Suffering, and in the midst of suffering, a cry for God’s help, are things you and I share with people everywhere. At the same time we suffer, there is a yearning in us collectively and as individuals for another day, another time when we will be color blind, and life will be too precious to be destroyed, when women will not be demeaned, used or considered inferior and men will not feel pressured to live out destructive standards or die maintaining expected images—a time when everyone will be welcome in new places.
These human realities that we yearn for seem impossible. Left to ourselves, we might well despair and smother the yearnings in us before our hopes get too high. We fear the apparently impossible.
But listen to God answering Habakkuk and answering us as well:

The vision still has its time,
Presses on to fulfillment
And will not disappoint.
If it delays, wait for it.
It will surely come.
It will not be late.

The vision we are called to live by is the vision of Jesus. You and I have heard it articulated many times and in many ways:

    Love without clutching.
    Live without contention.
    Serve without competition.

These are not idle dreams. They are yearnings in us—the tremulous rumblings in us that come from God and turn us toward God.

We find it hard to believe that the vision is indeed possible or that it is indeed coming, as God says to Habakkuk, or if the truth be known, that we have what it takes to live by the vision.

But God knows us. God has not given us a cowardly spirit, Paul reminds Timothy and us today. God has instead given us a spirit that makes us strong, loving and wise. Gifted with this spirit and a faith that leads us to do things that are at first inexplicable, we look to the source of the encouragement we feel, and we know the source: Jesus, the Holy One, whose yearning for us comes before we even think of it.

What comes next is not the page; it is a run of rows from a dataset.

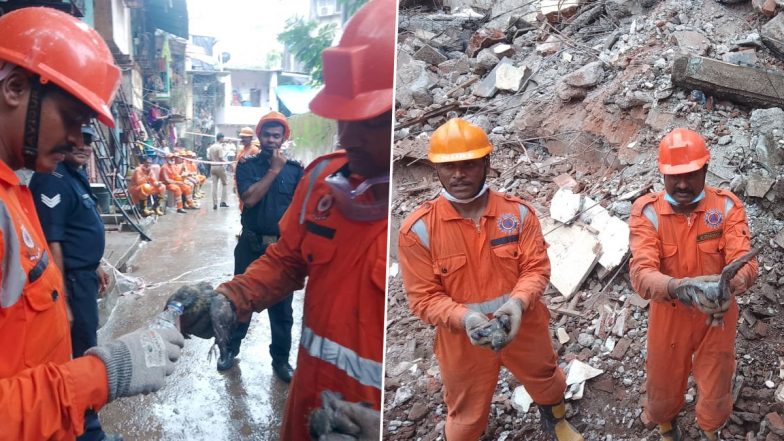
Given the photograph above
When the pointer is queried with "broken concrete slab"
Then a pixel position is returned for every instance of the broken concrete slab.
(430, 55)
(743, 57)
(565, 181)
(487, 87)
(613, 233)
(745, 85)
(691, 42)
(550, 46)
(779, 239)
(511, 78)
(563, 336)
(458, 65)
(573, 253)
(483, 38)
(620, 349)
(559, 10)
(502, 50)
(486, 60)
(772, 34)
(587, 76)
(757, 186)
(521, 399)
(638, 301)
(568, 93)
(413, 80)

On the surface, we may judge that we live our lives on a treadmill, doing the same thing day after day, or perhaps, as a society or world, we are falling back into barbaric ways and losing sight of life’s deepest meaning and values.

We are tempted to conclude that we are people engulfed in life without victory or hope.

In one sense, there are no answers to some of the questions we ask of life or ask of God. In another sense, there is an answer. The answer is within us—an undeniable yearning for life, goodness, harmony, justice, peace. And yes, a yearning for union with God that is as complete as it can be.

This yearning is not born of naïve optimism but of bedrock confidence in our God who says with absolute clarity

    Wait for the vision.
    It will surely come.

So today and in the days ahead, let’s conspire with the vision.